As the population of cyberspace grew, so too did governments’ desire and ability to use it to surveil and manipulate citizens, from the NSA’s mass surveillance programs to China’s Great Firewall.

Barlow was by no means naive. He knew that technology could be used for evil as much as for good, but he chose to focus on the latter, as highlighted by the EFF’s executive director, Cindy Cohn, in this touching tribute.

“It is no exaggeration to say that major parts of the Internet we all know and love today exist and thrive because of Barlow’s vision and leadership. He always saw the Internet as a fundamental place of freedom, where voices long silenced can find an audience and people can connect with others regardless of physical distance,” Cohn wrote.

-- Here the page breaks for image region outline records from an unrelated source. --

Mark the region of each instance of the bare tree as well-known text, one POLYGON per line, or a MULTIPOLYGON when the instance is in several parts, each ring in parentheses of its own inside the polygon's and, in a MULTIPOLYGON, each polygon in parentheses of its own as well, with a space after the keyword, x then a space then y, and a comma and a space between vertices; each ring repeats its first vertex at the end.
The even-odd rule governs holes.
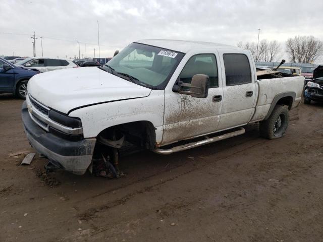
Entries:
POLYGON ((312 63, 323 55, 323 41, 313 36, 295 36, 286 43, 286 52, 291 61, 312 63))
POLYGON ((243 48, 244 49, 249 50, 251 52, 252 55, 253 55, 253 57, 254 58, 254 59, 256 59, 256 54, 257 52, 257 45, 253 41, 251 42, 246 42, 244 44, 242 43, 242 41, 240 41, 239 43, 238 43, 238 44, 237 44, 237 45, 239 48, 243 48))
POLYGON ((276 40, 268 42, 266 39, 261 40, 258 48, 257 53, 257 45, 254 42, 247 42, 244 44, 242 41, 237 44, 238 47, 249 49, 253 55, 256 62, 270 62, 274 61, 277 58, 280 53, 280 45, 276 40))
POLYGON ((268 50, 267 51, 268 56, 268 62, 273 62, 275 60, 277 61, 277 59, 281 57, 281 55, 278 57, 278 55, 280 52, 281 45, 278 43, 277 40, 273 40, 269 42, 268 50))

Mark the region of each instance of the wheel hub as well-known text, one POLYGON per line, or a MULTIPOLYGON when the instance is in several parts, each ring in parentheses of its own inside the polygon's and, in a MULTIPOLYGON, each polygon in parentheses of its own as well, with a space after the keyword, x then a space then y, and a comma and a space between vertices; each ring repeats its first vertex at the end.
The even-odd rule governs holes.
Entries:
POLYGON ((282 126, 282 117, 279 115, 274 125, 274 133, 276 133, 282 126))

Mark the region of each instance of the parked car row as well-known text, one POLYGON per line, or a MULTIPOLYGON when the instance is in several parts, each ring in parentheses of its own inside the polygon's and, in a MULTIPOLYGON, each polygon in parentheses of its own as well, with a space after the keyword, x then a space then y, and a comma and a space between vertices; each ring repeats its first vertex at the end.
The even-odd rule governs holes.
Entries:
POLYGON ((308 79, 304 91, 304 103, 311 101, 323 101, 323 66, 319 66, 313 71, 312 78, 308 79))
POLYGON ((72 60, 44 57, 31 57, 18 62, 15 65, 17 67, 28 68, 41 72, 78 67, 77 64, 72 60))
POLYGON ((25 99, 27 83, 39 71, 22 68, 0 57, 0 93, 13 93, 25 99))
POLYGON ((85 60, 84 59, 80 59, 77 60, 75 63, 80 67, 98 67, 101 66, 101 64, 98 62, 95 62, 93 60, 85 60))

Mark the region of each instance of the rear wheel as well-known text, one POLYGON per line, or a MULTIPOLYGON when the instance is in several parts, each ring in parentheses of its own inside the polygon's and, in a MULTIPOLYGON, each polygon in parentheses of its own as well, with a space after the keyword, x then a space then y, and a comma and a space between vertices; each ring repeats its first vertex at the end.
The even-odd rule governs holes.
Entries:
POLYGON ((311 99, 309 99, 308 98, 305 98, 304 99, 304 104, 311 104, 311 99))
POLYGON ((16 96, 22 99, 26 99, 26 94, 27 94, 27 84, 28 81, 21 81, 18 84, 16 87, 16 96))
POLYGON ((260 123, 260 135, 271 140, 282 137, 289 122, 288 108, 277 105, 268 119, 260 123))

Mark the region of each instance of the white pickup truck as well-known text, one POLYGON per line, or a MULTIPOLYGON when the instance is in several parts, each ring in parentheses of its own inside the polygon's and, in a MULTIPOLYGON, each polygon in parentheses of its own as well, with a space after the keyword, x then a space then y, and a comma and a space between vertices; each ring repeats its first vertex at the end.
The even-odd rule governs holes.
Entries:
POLYGON ((257 72, 250 52, 236 47, 144 40, 100 67, 34 76, 22 119, 31 145, 55 166, 82 174, 104 162, 118 175, 126 142, 168 154, 254 122, 262 137, 281 137, 304 80, 257 72))

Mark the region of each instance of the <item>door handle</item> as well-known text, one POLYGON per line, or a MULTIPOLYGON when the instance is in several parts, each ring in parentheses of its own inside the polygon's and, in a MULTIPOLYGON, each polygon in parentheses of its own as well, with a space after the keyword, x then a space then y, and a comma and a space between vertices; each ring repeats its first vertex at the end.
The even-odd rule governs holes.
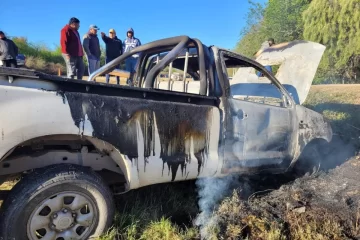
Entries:
POLYGON ((238 110, 237 113, 236 113, 236 116, 240 119, 240 120, 243 120, 245 118, 248 117, 247 113, 245 113, 243 110, 238 110))

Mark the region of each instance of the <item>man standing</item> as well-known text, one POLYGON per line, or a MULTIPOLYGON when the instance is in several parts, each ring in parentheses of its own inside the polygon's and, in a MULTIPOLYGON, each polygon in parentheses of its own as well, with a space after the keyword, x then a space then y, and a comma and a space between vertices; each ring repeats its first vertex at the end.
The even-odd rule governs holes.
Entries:
MULTIPOLYGON (((255 57, 258 57, 263 51, 265 51, 266 49, 268 49, 269 47, 272 47, 273 45, 275 45, 275 40, 273 38, 269 38, 266 42, 264 42, 263 44, 261 44, 261 48, 260 50, 255 54, 255 57)), ((268 70, 269 72, 272 73, 272 67, 271 66, 264 66, 266 70, 268 70)), ((257 73, 257 75, 259 77, 262 76, 262 74, 260 72, 257 73)))
POLYGON ((18 55, 18 47, 16 44, 0 31, 0 61, 5 67, 17 67, 16 56, 18 55))
MULTIPOLYGON (((115 58, 119 57, 122 53, 122 42, 117 38, 116 32, 114 29, 109 30, 109 37, 105 35, 105 33, 101 33, 101 37, 106 45, 106 59, 105 62, 111 62, 115 58)), ((120 65, 117 66, 120 69, 120 65)), ((106 83, 109 83, 110 75, 106 74, 106 83)), ((116 76, 117 84, 120 84, 119 76, 116 76)))
MULTIPOLYGON (((134 30, 132 28, 130 28, 127 31, 126 36, 127 36, 127 38, 124 40, 124 44, 123 44, 123 48, 124 48, 123 52, 124 53, 130 52, 134 48, 141 45, 140 40, 134 37, 134 30)), ((133 54, 132 56, 126 58, 126 60, 125 60, 126 71, 130 72, 130 78, 127 79, 127 82, 126 82, 128 85, 132 85, 132 77, 135 72, 135 67, 136 67, 138 58, 139 58, 139 54, 133 54)))
POLYGON ((65 60, 67 77, 81 80, 84 75, 83 49, 79 35, 80 21, 73 17, 69 24, 61 29, 60 45, 61 53, 65 60))
POLYGON ((85 34, 83 46, 89 65, 89 75, 100 68, 100 42, 97 31, 100 30, 96 25, 90 25, 89 32, 85 34))

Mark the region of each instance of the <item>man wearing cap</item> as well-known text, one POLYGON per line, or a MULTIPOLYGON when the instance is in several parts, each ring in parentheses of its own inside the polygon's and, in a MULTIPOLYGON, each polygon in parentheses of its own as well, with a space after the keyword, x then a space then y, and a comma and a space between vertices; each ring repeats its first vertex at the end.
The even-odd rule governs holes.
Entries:
MULTIPOLYGON (((138 38, 134 37, 134 30, 132 28, 130 28, 126 32, 126 37, 127 38, 124 40, 124 43, 123 43, 123 48, 124 48, 123 52, 124 53, 130 52, 134 48, 141 45, 140 40, 138 38)), ((135 67, 136 67, 138 58, 139 58, 139 54, 133 54, 132 56, 126 58, 126 60, 125 60, 126 71, 130 72, 130 78, 127 80, 128 85, 132 85, 132 77, 135 72, 135 67)))
POLYGON ((79 35, 80 21, 72 17, 69 24, 61 29, 60 46, 61 53, 65 60, 67 77, 81 80, 84 75, 83 49, 79 35))
MULTIPOLYGON (((273 38, 269 38, 267 41, 263 42, 261 44, 260 50, 255 54, 255 57, 260 56, 260 54, 265 51, 266 49, 272 47, 275 45, 275 40, 273 38)), ((271 66, 264 66, 266 70, 272 73, 272 67, 271 66)), ((259 77, 262 77, 262 73, 258 72, 257 75, 259 77)))
POLYGON ((100 28, 96 25, 90 25, 89 32, 85 34, 83 39, 83 46, 89 65, 89 75, 100 68, 101 50, 97 30, 100 30, 100 28))
POLYGON ((0 61, 5 67, 17 67, 16 56, 18 55, 18 47, 16 44, 0 31, 0 61))
MULTIPOLYGON (((111 62, 115 58, 119 57, 122 53, 122 41, 117 38, 116 32, 114 29, 109 30, 109 37, 105 33, 101 33, 102 40, 105 42, 106 46, 106 59, 105 62, 111 62)), ((120 69, 120 65, 117 66, 120 69)), ((110 75, 106 74, 106 83, 109 83, 110 75)), ((116 76, 117 84, 120 84, 120 78, 116 76)))

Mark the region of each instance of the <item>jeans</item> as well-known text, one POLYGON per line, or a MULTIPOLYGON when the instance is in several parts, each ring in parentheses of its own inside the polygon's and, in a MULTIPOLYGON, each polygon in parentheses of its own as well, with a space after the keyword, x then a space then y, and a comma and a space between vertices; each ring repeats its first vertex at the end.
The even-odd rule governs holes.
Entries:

“I knew it’s also true that a good way to invent the future is to predict it. So I predicted Utopia, hoping to give Liberty a running start before turn-key totalitarianism caught up,” Barlow once said.

IN recent years, the internet has been pummeled by increasingly powerful government and corporate manipulators, but all is not lost. Barlow’s legacy lives on through the Electronic Frontier Foundation, which he founded, and the Freedom of the Press Foundation, organizations that tirelessly fight for people’s rights in the face of such immense challenges.

Now, more than ever, they need your support.